The slope starts to decrease at $X=1$ - when $X<1$, the slope is one (and hence a straight line), and thereafter starts to decrease because of the quadratic basis function $b_2$ having a negative coefficient. The $X$ intercept is at $X=-1$ and the $Y$ intercept is at $Y=1$.
```{r}
x <- seq(-2, 2, 0.001)
y <- 1 + x + ifelse(x >= 1, -2 * (x - 1)^2, 0)
dat <- data.frame(x = x, y = y)
ggplot(dat) +
  geom_path(aes(x = x, y = y)) +
  theme_minimal()
```

## Exercise 4
**Suppose we fit a curve with basis functions $b_1(X)=I(0\leq X\leq2)-(X-1)I(1\leq X\leq 2)$, $b_2(X)=(X-3)I(3\leq X\leq4)+I(4<X\leq5)$. We fit the linear regression model
$$
Y=\beta_0+\beta_1b_1(X)+\beta_2b_2(X)+\epsilon
$$
and obtain coefficient estimates $\hat{\beta}_0=1$, $\hat{\beta}_1=1$, $\hat{\beta}_2=3$. Sketch the estimated curve between $X=-2$ and $X=2$. Note the intercepts, slopes and other relevant information.**

Where $X<0$, $Y$ is $1$. Where $0\leq X\leq1$, $Y$ is $2$. Thereafter, the curve is a downward sloping straight line with slope $-1$, due to the second term in basis function $b_1$. The basis function $b_2$ does not affect values for $X$ between $-2$ and $2$.
```{r}
x <- seq(-2, 2, 0.001)
y <- 1 + 
  ifelse(x >= 0 & x <=2, 1, 0) - 
  ifelse(x >= 1 & x <= 2, x - 1, 0) +
  3 * (ifelse(x >= 3 & x <= 4, x - 3, 0) + 
         ifelse(x > 4 & x <= 5, 1, 0))
dat <- data.frame(x = x, y = y)
ggplot(dat) +
  geom_path(aes(x = x, y = y)) +
  scale_y_continuous(labels = function(x) round(x),
                     limits = c(0,3)) +
  theme_minimal()
```

## Exercise 5
**Consider two curves, $\hat{g}_1$ and $\hat{g}_2$, defined by
$$
\hat{g}_1=\arg\min_g{\left(\sum\limits_{i=1}^n (y_i-g(x_i))^2+\lambda\int\left[g^{(3)}(x)\right]^2 dx\right)},\\
\hat{g}_2=\arg\min_g{\left(\sum\limits_{i=1}^n (y_i-g(x_i))^2+\lambda\int\left[g^{(4)}(x)\right]^2 dx\right)}\\
$$
where $g^{(m)}$ represents the $m$th derivative of $g$.**

**(a) As $\lambda\rightarrow\infty$, will $\hat{g}_1$ or $\hat{g}_2$ have the smaller training RSS?  
(b) As $\lambda\rightarrow\infty$, will $\hat{g}_1$ or $\hat{g}_2$ have the smaller test RSS?  
(c) For $\lambda=0$, will $\hat{g}_1$ or $\hat{g}_2$ have the smaller training and test RSS?**

As $\lambda\rightarrow\infty$, the less constrained curve will have a smaller training RSS as it will fit the data more closely with a higher order polynomial.
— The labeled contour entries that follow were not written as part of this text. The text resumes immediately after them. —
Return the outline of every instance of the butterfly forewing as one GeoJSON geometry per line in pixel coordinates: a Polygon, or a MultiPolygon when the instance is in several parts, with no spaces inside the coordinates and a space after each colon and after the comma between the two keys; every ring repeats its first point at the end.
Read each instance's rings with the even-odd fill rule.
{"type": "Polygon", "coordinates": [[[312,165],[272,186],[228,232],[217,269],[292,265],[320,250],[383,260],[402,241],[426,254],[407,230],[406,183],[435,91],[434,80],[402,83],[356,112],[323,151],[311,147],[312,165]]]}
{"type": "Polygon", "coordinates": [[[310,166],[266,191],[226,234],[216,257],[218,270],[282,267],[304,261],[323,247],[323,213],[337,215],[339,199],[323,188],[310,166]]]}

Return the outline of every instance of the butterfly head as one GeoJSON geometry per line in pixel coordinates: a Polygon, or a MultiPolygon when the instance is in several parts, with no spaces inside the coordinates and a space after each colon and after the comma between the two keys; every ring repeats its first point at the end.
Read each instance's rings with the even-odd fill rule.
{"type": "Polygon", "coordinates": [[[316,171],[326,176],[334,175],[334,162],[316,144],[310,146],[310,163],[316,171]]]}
This would be $\hat{g}_2$ because its penalty term uses a higher order derivative.

We do not have enough information to determine with certainty which curve would have a higher or lower test RSS. While it is likely that $\hat{g}_1$ would have a lower test RSS than $\hat{g}_2$ because the latter would overfit the data, if we have a lot of data where the relationship between the predictors and the response variable is very non-linear, $\hat{g}_2$ may provide a better fit and hence have a lower test RSS. 

Where $\lambda=0$, the two curves are identical because the penalty terms are zero and hence they would have the same training and test RSS.